I am learning python for a few days now and I have a hard time setting a variable as a time variable. I would be grateful if anyone can help me.
The variable is of the type: pandas.core.series.Series
And looks like the following:
2018S1;
2017S2;
2017S1
The idea is that python recognizes this as time data such that I can plot it and use it in regressions. I have searched on the forum and the internet but did not find any similar problem.
Kind regards
It looks like your data consists of years and seasons.
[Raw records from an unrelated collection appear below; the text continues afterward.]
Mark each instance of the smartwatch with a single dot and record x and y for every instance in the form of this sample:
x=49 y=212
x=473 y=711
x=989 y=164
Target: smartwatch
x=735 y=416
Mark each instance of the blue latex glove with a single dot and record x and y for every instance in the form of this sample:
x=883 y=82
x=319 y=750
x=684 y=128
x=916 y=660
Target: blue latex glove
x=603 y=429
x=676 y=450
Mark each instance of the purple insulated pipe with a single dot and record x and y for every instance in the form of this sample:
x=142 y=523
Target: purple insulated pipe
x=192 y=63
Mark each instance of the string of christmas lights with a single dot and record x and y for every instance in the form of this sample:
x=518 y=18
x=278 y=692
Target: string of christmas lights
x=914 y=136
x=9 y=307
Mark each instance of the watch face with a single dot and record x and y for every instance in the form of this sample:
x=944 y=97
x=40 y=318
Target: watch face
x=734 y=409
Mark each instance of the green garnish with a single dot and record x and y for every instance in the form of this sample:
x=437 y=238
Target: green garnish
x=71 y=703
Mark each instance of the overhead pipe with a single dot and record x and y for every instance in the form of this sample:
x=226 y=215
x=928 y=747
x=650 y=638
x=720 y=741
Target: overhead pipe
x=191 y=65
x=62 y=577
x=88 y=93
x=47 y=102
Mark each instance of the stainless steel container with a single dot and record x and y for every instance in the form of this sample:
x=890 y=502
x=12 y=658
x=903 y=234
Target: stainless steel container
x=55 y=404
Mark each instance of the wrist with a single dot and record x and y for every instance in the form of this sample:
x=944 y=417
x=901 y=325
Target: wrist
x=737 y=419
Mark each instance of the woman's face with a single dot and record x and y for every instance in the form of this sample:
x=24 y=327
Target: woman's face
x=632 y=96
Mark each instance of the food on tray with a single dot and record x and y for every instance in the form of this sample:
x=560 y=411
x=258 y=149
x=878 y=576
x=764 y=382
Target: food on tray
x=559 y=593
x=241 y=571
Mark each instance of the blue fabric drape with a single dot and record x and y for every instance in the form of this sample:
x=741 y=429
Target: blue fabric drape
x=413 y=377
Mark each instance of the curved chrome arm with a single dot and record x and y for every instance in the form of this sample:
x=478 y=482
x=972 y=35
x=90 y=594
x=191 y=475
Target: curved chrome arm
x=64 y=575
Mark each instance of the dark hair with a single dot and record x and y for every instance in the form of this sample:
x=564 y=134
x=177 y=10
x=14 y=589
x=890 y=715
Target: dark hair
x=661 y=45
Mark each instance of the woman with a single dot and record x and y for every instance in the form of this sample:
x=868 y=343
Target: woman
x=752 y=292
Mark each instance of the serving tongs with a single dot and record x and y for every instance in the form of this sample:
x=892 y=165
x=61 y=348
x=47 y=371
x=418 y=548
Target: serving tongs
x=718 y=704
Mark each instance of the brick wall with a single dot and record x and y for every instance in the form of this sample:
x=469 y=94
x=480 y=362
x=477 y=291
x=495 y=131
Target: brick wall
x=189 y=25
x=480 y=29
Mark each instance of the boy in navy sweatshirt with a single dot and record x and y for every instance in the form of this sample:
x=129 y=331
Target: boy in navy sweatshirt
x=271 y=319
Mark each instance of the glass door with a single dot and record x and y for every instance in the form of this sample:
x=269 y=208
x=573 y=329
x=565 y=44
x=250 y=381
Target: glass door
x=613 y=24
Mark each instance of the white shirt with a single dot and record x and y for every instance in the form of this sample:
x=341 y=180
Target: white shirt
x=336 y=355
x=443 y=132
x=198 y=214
For plotting purposes you could use a date (using typical year, month, day) in the middle of the season.
There is a post where someone was determining seasons based on date, it might give you some ideas Determine season given timestamp in Python using datetime
For pandas periods have a look here.
If the last number means month, use pd.Period(pp,freq='M')
If the last number means quarter, use pd.Period(pp,freq='Q')
The following workaround generates a pandas Series which you can use for regressions and more:
A = np.array(['2018S1', '2017S2', '2017S1'])
periods = []
for a in A:
yr =a[0:4]
ss =a[-1]
pp = yr + '-' + ss
periods.append(pd.Period(pp,freq='Q') )
ts = pd.Series(np.random.randn(3), periods)
ts
In the case of quarters we get:
2018Q1 0.531245
2017Q1 -0.126469
2017Q1 0.250046
Freq: Q-DEC, dtype: float64
In the case of month we get:
2018-01 0.098571
2017-02 1.407439
2017-01 -0.406087
Freq: M, dtype: float64
Related
The question can be reframed as "How to remove daily seasonality from the dataset in python?"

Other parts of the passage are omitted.